Functional Dependencies

Functional dependencies are relationships between attributes. For example, if you know a customer’s Zipcode, you can determine their State because each Zipcode resides in one state. This dependency is denoted as:

Zipcode ➪ State

Functional dependencies help in designing databases to ensure data integrity and reduce redundancy.

Keys

A key is an attribute or a group of attributes that uniquely identifies a tuple in a relation. For example, a ResearcherID can be a key if each researcher is assigned to only one project. If researchers can work on multiple projects, a composite key of ResearcherID and Project would be used.

Views

Views are virtual tables that don’t physically exist until queried. They simplify complex queries and present data in a user-friendly format. However, views have limitations, such as not always being updatable if they involve computed columns.

Users and Privileges

Users are an essential part of any database system. To ensure data security, robust authentication and authorization mechanisms are implemented. Users are assigned specific privileges based on their roles, ensuring they can access only the data they need.

Schemas and Catalogs

Schemas organize tables and other database objects, preventing naming conflicts. A catalog can contain multiple schemas, providing an additional level of organization for large databases.

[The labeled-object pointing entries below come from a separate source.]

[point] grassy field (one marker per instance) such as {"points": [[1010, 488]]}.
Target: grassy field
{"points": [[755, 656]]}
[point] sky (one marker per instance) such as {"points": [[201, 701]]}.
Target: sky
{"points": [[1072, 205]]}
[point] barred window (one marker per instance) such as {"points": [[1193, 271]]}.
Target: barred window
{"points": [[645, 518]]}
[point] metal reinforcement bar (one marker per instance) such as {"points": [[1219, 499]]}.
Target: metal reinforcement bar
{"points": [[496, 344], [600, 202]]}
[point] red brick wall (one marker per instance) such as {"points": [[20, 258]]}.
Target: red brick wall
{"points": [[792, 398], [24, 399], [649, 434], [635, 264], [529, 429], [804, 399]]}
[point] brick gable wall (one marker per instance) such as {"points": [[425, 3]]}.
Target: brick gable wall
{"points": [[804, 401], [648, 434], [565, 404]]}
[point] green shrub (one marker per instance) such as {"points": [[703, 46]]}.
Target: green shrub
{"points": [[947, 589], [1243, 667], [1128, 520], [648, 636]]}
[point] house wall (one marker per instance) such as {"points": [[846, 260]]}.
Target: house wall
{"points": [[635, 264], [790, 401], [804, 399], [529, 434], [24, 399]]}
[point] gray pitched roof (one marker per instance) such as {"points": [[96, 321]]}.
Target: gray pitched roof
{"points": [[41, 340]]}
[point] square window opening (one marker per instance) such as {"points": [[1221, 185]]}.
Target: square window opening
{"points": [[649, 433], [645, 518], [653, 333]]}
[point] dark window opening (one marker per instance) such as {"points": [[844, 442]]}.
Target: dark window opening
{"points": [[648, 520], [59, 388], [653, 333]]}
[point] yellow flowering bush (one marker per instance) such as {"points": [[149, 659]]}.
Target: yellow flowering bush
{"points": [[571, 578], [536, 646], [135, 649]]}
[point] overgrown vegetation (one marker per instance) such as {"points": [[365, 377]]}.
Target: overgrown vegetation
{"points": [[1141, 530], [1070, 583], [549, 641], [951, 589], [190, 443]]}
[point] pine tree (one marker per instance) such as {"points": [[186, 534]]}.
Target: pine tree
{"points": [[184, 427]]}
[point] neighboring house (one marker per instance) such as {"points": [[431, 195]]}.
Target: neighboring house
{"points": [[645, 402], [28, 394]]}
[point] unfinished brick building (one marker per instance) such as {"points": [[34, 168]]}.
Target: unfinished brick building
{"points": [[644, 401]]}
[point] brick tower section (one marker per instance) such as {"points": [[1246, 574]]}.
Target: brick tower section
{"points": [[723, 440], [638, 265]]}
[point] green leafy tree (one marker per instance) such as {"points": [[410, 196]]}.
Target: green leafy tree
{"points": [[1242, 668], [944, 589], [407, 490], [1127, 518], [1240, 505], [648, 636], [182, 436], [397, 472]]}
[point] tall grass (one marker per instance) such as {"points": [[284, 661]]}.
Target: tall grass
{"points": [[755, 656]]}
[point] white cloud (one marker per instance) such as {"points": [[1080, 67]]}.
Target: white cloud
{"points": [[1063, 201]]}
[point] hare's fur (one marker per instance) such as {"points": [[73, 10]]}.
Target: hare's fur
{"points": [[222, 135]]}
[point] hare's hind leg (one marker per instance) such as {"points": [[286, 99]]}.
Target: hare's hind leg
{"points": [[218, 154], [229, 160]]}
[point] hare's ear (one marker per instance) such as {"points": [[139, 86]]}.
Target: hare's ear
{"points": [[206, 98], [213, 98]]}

Connections, Sessions, and Transactions

To operate on a database, a user must establish a connection between the client and the server. A session encompasses the sequence of SQL statements executed using a single connection. Transactions ensure data integrity by making sure that all operations within a transaction are completed successfully or none are applied.

Routines and Paths

Routines are procedures, functions, or methods that can be invoked by SQL or host language programs. Paths define the search order for locating routines, ensuring the correct procedures are executed.

Conclusion

SQL has revolutionized data management by providing a standardized way to interact with relational databases. Understanding the intricacies of SQL and the relational model is crucial for effectively managing and manipulating data. The evolution of SQL and its implementations highlights its significance and widespread adoption in the world of data management.